[1062]「保守派」の対義語は「進歩派」である
長井大輔(ながいだいすけ)です。今日は2012年8月4日です。
今日は「保守」という言葉について、考えてみたいと思います。
「保守(conservatives、カンサヴァティヴズ)」の対義語は、何だろうか?リベラル?いやいや、そうじゃない。革新?それも違う。正解は、「進歩(progressives、プログレッシヴズ)」だ。そのように、私は駒澤大学の政治学の講義で習った。さらに、欧米諸国では、保守派のことを「右翼」と呼び、進歩派のことを「左翼」と呼ぶとも。私は、この学問上の分類を大事にしながら、政治について考えてきた。保守派の反対は、進歩派なのだと。

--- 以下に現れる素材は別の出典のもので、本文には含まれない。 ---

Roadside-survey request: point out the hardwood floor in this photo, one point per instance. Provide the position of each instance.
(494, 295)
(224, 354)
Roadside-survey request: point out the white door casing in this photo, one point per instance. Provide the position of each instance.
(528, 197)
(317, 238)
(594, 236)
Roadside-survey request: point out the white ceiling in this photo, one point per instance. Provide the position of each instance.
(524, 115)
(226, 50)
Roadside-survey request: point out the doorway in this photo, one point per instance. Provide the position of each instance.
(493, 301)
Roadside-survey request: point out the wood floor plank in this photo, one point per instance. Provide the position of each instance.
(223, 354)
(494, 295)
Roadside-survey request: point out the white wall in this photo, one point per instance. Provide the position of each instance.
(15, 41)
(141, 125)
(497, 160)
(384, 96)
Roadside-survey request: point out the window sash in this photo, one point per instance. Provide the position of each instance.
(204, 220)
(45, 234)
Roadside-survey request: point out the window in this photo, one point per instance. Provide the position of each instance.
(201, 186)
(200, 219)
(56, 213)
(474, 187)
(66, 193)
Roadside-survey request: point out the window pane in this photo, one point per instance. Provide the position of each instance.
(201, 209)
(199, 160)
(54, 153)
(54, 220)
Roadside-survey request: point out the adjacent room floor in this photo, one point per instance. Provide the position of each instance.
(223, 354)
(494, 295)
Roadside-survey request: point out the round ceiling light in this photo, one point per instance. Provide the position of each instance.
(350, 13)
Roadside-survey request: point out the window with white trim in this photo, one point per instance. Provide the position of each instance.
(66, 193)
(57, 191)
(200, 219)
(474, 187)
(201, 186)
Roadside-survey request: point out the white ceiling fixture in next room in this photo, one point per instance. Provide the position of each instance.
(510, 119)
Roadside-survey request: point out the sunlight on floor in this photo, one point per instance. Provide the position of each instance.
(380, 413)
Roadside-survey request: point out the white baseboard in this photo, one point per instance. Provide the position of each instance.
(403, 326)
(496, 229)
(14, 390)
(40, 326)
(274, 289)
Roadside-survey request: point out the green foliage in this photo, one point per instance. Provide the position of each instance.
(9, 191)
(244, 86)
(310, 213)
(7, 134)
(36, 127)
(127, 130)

ところが、日本では、保守派の反対はリベラル派、革新派ということになっている。政治用語の誤用は、日本だけかと思いきや、アメリカ(USA)でさえ、保守派の反対はリベラル派だ。ところが、である。回り回って、やっぱりアメリカでは、保守派の反対をリベラル派ではなく、進歩派と呼ぶ傾向が復活しているという。
(転載貼りつけ始め)
進歩主義 国家や社会が抱える矛盾を自由や民主主義、人権の尊重などを通じて改善し、理想的な体制への前進を求める思想。進歩主義者は英語で「プログレッシブ」。米民主党の政治家や支持者は近年、自由主義者を指す「リベラル」が草の根保守主義の台頭で否定的なイメージが高まったこともあり、「プログレッシブ」をリベラルの代わりに使う人も多い。
(読売新聞9面「進歩主義 危うい傾斜」2012年7月25日から一部引用)
(転載貼りつけ終わり)
ということで、やっぱり政治の先進国であるアメリカでは、政治用語の誤用が正されて、保守派の反対は進歩派になりつつあるようだ。そもそも、進歩主義とは20世紀初頭にアメリカで台頭した政治潮流であり、この流れの中から、セオドア・ロウズヴェルト、トマス・ウドロウ・ウィルスン、フランクリン・D・ロウズヴェルトといった大統領が生まれ、保守的な南部民主党(サザン・デモクラット)の政治家たちを押し退(の)けて、現在の民主党の主流派となった。だから、そのまま、民主党の政治家や党員たちが、自分たちのことを進歩派と呼び続けていれば、なんの問題もなかった。進歩派がいつ頃から、自分たちのことを「リベラル派」と呼ぶようになったのかは、調べてみたが、分からなかった。
そこへ行くと、韓国はすばらしい。韓国では、きちんと進歩を保守の対義語として使っている。たとえば、次のような使い方をする。
(引用開始)
左右の対決はメディア界で鮮明だ。活字媒体の大手の朝鮮日報、東亜日報、中央日報は保守派を代弁する。進歩系メディアの代表は、ハンギョレ新聞。(中略)進歩系市民団体は、保守系メディア攻撃の先頭に立ち、反朝鮮日報を叫んで不買運動を展開している。
(SAPIO2004年5月12日号、池東旭『革命世代 政権のみならず官・財にも広がる親北左翼勢力の実権奪取』)
(引用終了)
私は、政治現象を正しく研究するためには、まず政治用語の正しい使い方が不可欠だと考える。日本でも、韓国に倣(なら)って、保守派の対義語はリベラル派や革新派ではなく、進歩派だという認識が広がることを望む。